Stock Equities

By: Wendy Kirkland

The following is an excerpt from Wendy Kirkland's Wealth Building with Weekly Options

Modern economies offer any number of investment choices – vehicles through which you put money to use to make profits, earn interest, preserve value, create portfolio growth, and so forth.  From interest-bearing checking and money-market accounts to treasury bills (T-Bills) to municipal bonds, we have many investment choices.

The stock market is the place where individual investors (people and companies) own a share of the action and own a share of the risk, too.  Their ownership is measured in increments or units called stocks.  When companies sell shares of stock, they are selling a share of ownership in that business or conglomerate of businesses.

When a company first offers its stock for sale, it is called an IPO - Initial Public Offering.  This is the introduction of its stock to the public.  After shares of the stock have been available for a while, often options will become available.  If the options are popular, weekly options may then also be offered.

Let’s say you buy one hundred shares of stock on one of the major US corporations, such as Nike or Starbucks or Wells Faro, you are a share-holder.  For as long as you hold the stock, the value of your portfolio, defined as your group of investments, regardless of type, gains value or loses value as the price of that stock goes up and down.  If you paid $50 per share, and a year later your stock trades at $60 per share, your portfolio has increased by $1,500.  If the stock is trading at $40 a share, then your portfolio is $1,000 lighter.

Some stocks pay their investors dividends, which is the way they distribute the profits.  If your hundred shares of stock – which for discussion’s sake I’ll say is priced at $65 – pay a $1.75 dividend per share, then every quarter you will receive $175, which you can reinvest or take as income.

Of course, these are basic definitions and provide the structure and function of stocks.  The way stocks work in the everyday world of the stock exchange is a more complex issue.  For example, the number of stock equities available to traders and investors is huge: big-cap (capital) stocks, mid-cap, small-cap, penny stocks, all available in any number of sectors and industries.

In the US alone, thousands of companies sell shares of their stock, and the profitability of these companies is influenced by factors that no single individual or event can control.  That’s why financial services companies, including brokerage firms, hire analysts whose job involves watching trends and using complex formulas to determine short-term and long-term profitability.

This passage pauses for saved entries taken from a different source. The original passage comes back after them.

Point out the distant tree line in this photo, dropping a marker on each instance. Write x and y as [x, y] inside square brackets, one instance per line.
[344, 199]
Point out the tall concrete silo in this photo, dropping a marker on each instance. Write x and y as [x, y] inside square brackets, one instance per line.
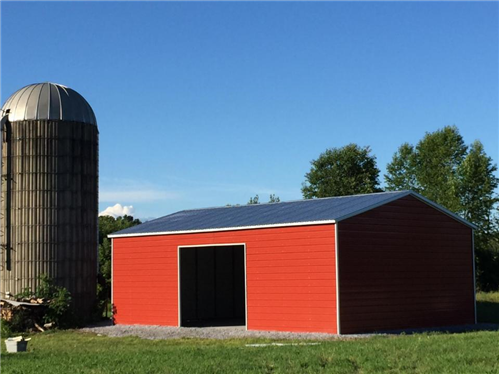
[49, 192]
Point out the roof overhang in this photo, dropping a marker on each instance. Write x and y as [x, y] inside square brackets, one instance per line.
[417, 196]
[236, 228]
[308, 223]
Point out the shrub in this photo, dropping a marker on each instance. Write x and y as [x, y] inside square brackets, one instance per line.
[58, 309]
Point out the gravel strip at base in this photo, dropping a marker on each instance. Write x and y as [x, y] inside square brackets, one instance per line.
[236, 332]
[226, 332]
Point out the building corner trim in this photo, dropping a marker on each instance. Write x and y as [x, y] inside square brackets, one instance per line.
[338, 322]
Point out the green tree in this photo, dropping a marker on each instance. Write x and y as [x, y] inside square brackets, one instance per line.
[274, 199]
[479, 205]
[342, 171]
[108, 225]
[401, 173]
[462, 179]
[254, 200]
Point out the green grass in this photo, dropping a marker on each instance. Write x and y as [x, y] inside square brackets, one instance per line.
[487, 304]
[75, 352]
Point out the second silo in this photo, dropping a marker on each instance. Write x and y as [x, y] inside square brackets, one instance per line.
[49, 202]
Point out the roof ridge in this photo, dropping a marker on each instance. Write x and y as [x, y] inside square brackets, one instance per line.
[292, 201]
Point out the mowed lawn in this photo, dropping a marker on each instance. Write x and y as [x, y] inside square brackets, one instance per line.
[76, 352]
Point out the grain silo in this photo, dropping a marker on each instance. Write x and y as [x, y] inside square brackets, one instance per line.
[49, 187]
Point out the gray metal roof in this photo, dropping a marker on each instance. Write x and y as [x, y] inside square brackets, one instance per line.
[48, 101]
[326, 210]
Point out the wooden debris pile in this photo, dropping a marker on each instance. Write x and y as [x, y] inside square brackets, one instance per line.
[25, 314]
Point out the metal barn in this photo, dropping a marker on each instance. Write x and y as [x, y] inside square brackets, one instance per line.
[339, 265]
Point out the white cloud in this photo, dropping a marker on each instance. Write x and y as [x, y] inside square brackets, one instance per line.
[118, 210]
[133, 191]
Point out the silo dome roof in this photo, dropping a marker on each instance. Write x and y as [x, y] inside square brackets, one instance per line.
[48, 101]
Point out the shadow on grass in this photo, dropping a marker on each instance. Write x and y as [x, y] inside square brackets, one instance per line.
[488, 311]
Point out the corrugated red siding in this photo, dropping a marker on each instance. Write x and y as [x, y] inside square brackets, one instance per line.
[404, 265]
[290, 277]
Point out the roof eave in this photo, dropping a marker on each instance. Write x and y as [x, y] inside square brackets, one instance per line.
[417, 196]
[236, 228]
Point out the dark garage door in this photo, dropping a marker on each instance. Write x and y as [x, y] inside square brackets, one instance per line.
[212, 290]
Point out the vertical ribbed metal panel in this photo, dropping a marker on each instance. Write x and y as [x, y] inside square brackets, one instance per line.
[53, 182]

Our choices have been narrowed to studying and choosing among, let’s say, one hundred and fifty companies that offer weekly options, which makes it easier to keep track of which companies are profitable and which are facing hard times, and who is merging with whom, and so forth.

Most of the options you choose to purchase will be based on stocks.  Unlike those major financial companies, you don’t have a staff of high paid analysts.  Therefore, you will learn and make use of tools that will give you the same edge.  You can become an expert on a concentrated and manageable group of assets.